Il team di ricerca guidato dalla dottoressa Nataliya Kosmyna ha coinvolto diversi studenti sottoponendoli ad un elettroencefalogramma (EEG) durante l’esercizio di scrittura di un saggio della durata di venti minuti. Gli studenti sono stati suddivisi in tre gruppi distinti a seconda degli strumenti messi a loro disposizione: un gruppo ha scritto senza alcun supporto esterno, un secondo ha potuto utilizzare solo un motore di ricerca, mentre un terzo si è affidato all’assistenza di un chatbot basato su GPT-4.

I risultati preliminari, ancora in attesa di revisione paritaria, hanno evidenziato che gli individui che hanno utilizzato il modello di AI hanno mostrato una attività cerebrale sistematicamente ridotta rispetto agli altri gruppi. Questo dato è stato riscontrato analizzando sia le onde cerebrali complessive sia un parametro particolarmente rilevante: il carico cognitivo.

Carico cognitivo e connettività neurale

Il carico cognitivo indica l’intensità dell’elaborazione mentale e viene misurato attraverso metodi sofisticati come la Dynamic Directed Transfer Function (dDTF), che valuta il flusso di informazioni tra diverse aree del cervello. I dati hanno dimostrato che chi scriveva affidandosi solo alle proprie capacità cognitive mostrava una maggiore connettività neurale. Al contrario, l’uso del motore di ricerca ha ridotto questa connettività tra il 34% e il 48%, mentre il gruppo assistito dall’AI ha presentato una diminuzione fino al 55%.

Questi risultati suggeriscono che l’affidamento all’intelligenza artificiale nei processi creativi e di scrittura porta ad un minore impegno cognitivo.
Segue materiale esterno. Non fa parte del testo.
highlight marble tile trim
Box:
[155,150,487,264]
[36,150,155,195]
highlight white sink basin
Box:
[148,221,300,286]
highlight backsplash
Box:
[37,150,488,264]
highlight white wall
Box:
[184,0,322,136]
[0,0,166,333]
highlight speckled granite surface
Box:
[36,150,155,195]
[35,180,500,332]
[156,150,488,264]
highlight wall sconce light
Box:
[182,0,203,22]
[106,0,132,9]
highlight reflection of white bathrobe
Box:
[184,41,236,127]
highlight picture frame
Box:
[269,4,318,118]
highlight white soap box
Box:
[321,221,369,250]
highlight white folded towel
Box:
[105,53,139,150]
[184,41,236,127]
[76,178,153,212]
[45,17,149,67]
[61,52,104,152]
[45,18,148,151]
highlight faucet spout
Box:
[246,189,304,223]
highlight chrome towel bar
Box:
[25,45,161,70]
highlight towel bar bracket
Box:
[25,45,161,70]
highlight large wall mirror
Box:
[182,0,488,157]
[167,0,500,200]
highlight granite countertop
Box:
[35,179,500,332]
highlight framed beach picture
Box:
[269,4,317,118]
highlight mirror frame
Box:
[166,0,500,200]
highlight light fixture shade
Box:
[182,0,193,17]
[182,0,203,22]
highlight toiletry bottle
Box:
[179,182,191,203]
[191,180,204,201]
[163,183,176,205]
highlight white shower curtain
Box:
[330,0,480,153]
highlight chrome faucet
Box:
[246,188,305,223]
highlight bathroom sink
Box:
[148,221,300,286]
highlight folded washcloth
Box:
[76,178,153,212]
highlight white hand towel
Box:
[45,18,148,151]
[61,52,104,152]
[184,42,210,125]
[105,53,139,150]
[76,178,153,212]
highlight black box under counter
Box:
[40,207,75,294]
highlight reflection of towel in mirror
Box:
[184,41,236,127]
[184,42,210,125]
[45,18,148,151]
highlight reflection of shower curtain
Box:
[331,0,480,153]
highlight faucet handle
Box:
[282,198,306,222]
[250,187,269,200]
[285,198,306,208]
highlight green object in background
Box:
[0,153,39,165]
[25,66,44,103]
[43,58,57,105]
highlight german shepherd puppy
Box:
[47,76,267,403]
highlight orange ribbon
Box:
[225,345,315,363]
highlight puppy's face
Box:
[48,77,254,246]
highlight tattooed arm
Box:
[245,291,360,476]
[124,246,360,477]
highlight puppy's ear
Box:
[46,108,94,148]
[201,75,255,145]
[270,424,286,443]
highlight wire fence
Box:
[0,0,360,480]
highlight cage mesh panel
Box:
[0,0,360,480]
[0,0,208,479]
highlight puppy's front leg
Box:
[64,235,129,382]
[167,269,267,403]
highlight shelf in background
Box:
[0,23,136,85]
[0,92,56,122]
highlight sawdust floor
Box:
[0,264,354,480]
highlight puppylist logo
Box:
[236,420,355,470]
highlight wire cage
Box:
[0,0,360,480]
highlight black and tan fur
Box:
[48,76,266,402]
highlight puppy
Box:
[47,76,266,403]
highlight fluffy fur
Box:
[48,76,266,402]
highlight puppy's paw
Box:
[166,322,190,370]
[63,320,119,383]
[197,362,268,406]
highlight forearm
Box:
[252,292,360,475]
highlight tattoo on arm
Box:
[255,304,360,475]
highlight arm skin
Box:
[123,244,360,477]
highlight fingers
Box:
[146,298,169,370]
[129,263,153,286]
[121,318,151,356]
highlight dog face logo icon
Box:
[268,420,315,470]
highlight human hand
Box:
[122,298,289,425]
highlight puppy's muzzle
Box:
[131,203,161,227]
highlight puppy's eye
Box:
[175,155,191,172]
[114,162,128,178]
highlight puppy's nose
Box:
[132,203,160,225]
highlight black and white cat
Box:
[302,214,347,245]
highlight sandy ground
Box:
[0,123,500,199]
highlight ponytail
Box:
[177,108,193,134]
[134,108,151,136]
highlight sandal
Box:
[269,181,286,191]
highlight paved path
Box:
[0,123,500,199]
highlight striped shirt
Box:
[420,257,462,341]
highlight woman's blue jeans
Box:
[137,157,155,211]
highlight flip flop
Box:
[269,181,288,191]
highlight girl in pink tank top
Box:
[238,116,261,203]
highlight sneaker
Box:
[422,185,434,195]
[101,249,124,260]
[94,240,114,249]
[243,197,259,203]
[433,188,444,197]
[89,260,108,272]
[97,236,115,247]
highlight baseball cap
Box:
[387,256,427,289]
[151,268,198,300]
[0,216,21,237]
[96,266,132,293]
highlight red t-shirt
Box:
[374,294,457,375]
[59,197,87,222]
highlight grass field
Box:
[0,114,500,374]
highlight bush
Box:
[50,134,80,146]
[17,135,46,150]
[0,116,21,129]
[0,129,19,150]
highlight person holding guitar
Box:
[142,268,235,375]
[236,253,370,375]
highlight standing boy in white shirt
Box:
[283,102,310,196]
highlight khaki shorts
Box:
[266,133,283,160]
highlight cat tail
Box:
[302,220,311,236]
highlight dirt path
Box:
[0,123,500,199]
Di fatto, il cervello sembra lavorare meno intensamente quando si utilizza un chatbot per produrre un testo, con ripercussioni potenziali sull’apprendimento e sulla profondità della memorizzazione.
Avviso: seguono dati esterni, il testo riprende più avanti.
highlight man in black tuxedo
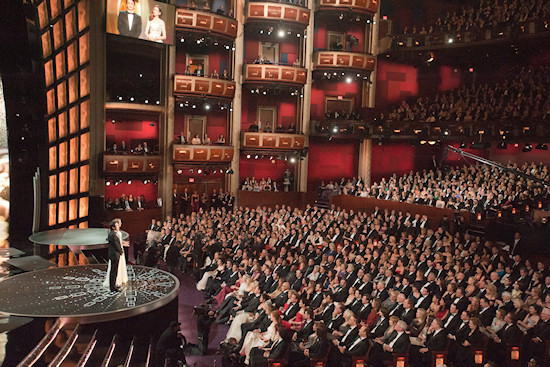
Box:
[117,0,141,38]
[250,325,288,367]
[107,219,122,292]
[369,321,411,367]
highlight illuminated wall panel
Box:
[37,0,91,228]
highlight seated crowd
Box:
[181,0,234,18]
[105,194,148,212]
[325,110,361,120]
[248,121,296,134]
[141,206,550,367]
[321,163,550,213]
[241,177,279,192]
[382,66,550,122]
[107,140,158,154]
[179,132,226,145]
[403,0,550,40]
[185,65,231,80]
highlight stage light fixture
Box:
[497,141,508,149]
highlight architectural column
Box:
[227,0,246,195]
[358,139,372,186]
[368,7,380,108]
[88,1,106,196]
[295,0,315,192]
[158,45,176,216]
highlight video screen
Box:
[0,76,10,250]
[107,0,176,45]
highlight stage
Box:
[0,265,180,324]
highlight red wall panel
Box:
[239,156,294,183]
[105,180,158,207]
[308,139,359,190]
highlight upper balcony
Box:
[176,8,238,41]
[317,0,380,14]
[173,144,234,163]
[246,2,310,28]
[242,132,305,150]
[313,51,376,72]
[103,154,161,173]
[243,64,307,87]
[174,75,235,99]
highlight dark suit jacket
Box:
[426,330,448,351]
[117,11,141,38]
[107,230,122,259]
[393,333,411,353]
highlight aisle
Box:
[177,273,229,367]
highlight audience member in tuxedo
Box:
[250,325,288,367]
[288,321,330,367]
[489,313,523,362]
[454,317,483,367]
[410,318,448,366]
[369,321,411,367]
[525,307,550,359]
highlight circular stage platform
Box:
[0,265,179,324]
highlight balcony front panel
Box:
[174,144,234,162]
[246,2,310,28]
[242,132,305,150]
[176,9,238,41]
[244,64,307,86]
[174,75,235,99]
[103,154,160,173]
[319,0,380,14]
[313,51,376,71]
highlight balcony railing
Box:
[243,64,307,86]
[242,132,305,150]
[246,2,310,27]
[313,51,376,71]
[317,0,380,14]
[173,144,233,162]
[176,8,238,40]
[174,74,235,99]
[103,154,161,173]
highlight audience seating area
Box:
[143,194,550,366]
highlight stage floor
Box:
[0,265,179,324]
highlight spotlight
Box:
[497,141,508,149]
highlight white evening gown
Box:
[241,322,275,366]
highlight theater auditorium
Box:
[0,0,550,367]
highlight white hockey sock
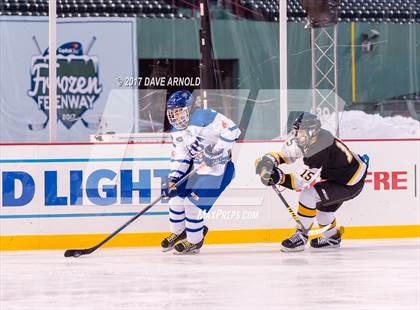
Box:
[185,199,204,244]
[316,210,337,238]
[169,197,187,235]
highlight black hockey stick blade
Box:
[64,247,96,257]
[64,164,204,257]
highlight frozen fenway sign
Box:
[28,37,102,130]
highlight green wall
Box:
[138,19,420,103]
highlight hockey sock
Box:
[316,210,337,238]
[297,202,316,229]
[185,199,204,244]
[297,187,321,229]
[169,197,187,235]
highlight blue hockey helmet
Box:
[292,112,321,147]
[166,90,194,130]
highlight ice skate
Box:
[281,229,308,252]
[174,226,208,255]
[311,226,344,249]
[161,229,187,252]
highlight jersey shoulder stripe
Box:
[189,108,217,127]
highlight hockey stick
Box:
[64,164,204,257]
[271,184,331,236]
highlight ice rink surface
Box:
[0,239,420,310]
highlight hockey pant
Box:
[169,162,235,244]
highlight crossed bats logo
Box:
[28,36,102,130]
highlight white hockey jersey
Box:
[169,108,241,178]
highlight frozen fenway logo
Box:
[28,37,102,130]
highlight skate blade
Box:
[162,246,175,252]
[174,249,200,255]
[280,245,305,252]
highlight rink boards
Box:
[0,139,420,250]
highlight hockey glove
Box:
[186,139,204,158]
[203,145,224,167]
[260,167,284,186]
[161,178,178,199]
[255,154,277,175]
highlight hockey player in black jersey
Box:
[256,112,368,252]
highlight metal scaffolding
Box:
[311,24,339,137]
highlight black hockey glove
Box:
[203,145,224,167]
[260,167,284,186]
[255,154,277,175]
[161,177,179,199]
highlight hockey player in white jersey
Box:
[161,90,241,254]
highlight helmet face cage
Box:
[166,107,191,130]
[292,113,321,147]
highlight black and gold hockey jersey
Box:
[303,129,367,185]
[269,129,367,189]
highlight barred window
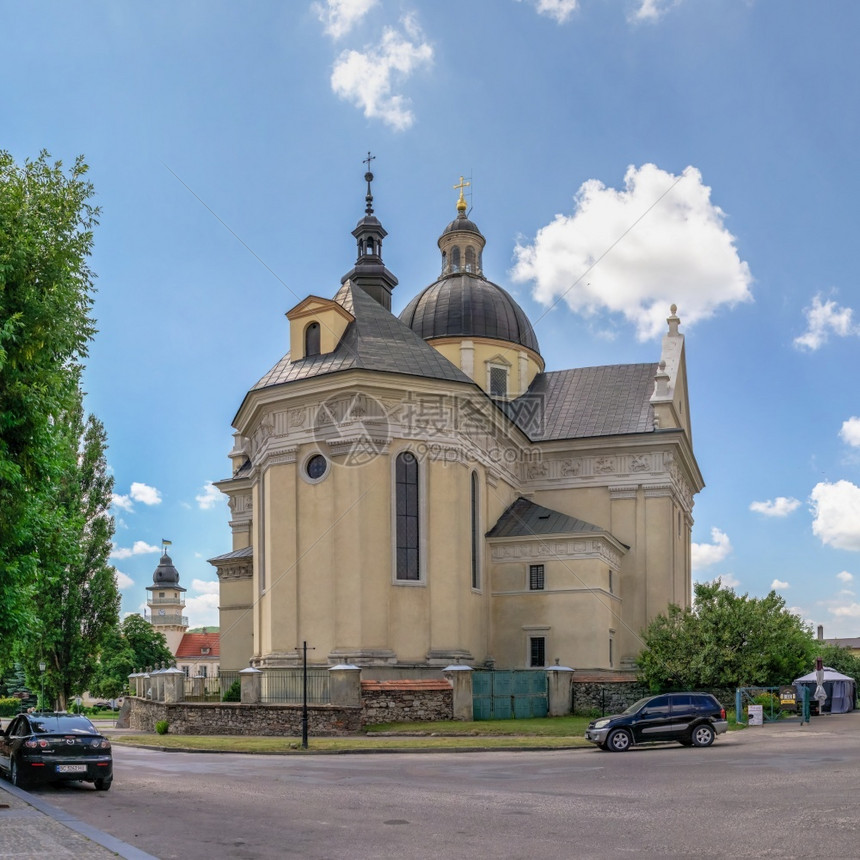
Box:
[490,367,508,397]
[305,322,320,358]
[529,636,546,669]
[395,451,421,581]
[529,564,544,591]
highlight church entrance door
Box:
[472,669,549,720]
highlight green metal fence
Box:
[472,669,549,720]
Implicazioni educative e sociali

Le conclusioni degli scienziati del MIT hanno importanti ricadute sul modo in cui la società concepisce l’apprendimento e le pratiche educative. La ricerca sottolinea una “probabile riduzione delle capacità di apprendimento” negli studenti che fanno uso intensivo di strumenti AI durante la fase iniziale dello studio. I partecipanti del gruppo assistito dall’AI hanno infatti ottenuto risultati inferiori rispetto al gruppo che si affidava esclusivamente al proprio cervello in tutti i livelli analizzati.

Il fenomeno delineato può essere interpretato come una codifica superficiale delle informazioni, con conseguente scarsa memorizzazione e diminuzione dello sviluppo del pensiero critico e dell’indipendenza intellettuale. Sebbene questi strumenti rappresentino risorse preziose per migliorare l’accesso all’informazione, il loro impatto sulle funzioni cognitive richiede un’attenta valutazione e ulteriori approfondimenti.

Il crescente utilizzo di tecnologie AI soprattutto da parte dei giovani negli ambienti scolastici solleva interrogativi sul futuro delle capacità cognitive collettive. Se da un lato chatbot e modelli linguistici offrono opportunità senza precedenti, dall’altro è fondamentale considerare che un uso indiscriminato può influenzare negativamente la capacità di apprendere in modo autonomo e approfondito.

Il documento finale raccomanda quindi un equilibrio nell’integrazione dell’AI nelle pratiche educative, promuovendo sia l’innovazione che lo sviluppo sostenibile delle capacità mentali individuali. È essenziale che insegnanti, genitori e policy maker riflettano sull’impatto di tali tecnologie e sviluppino strategie mirate a preservare il pensiero critico e la memoria attiva, pilastri fondamentali per una formazione efficace.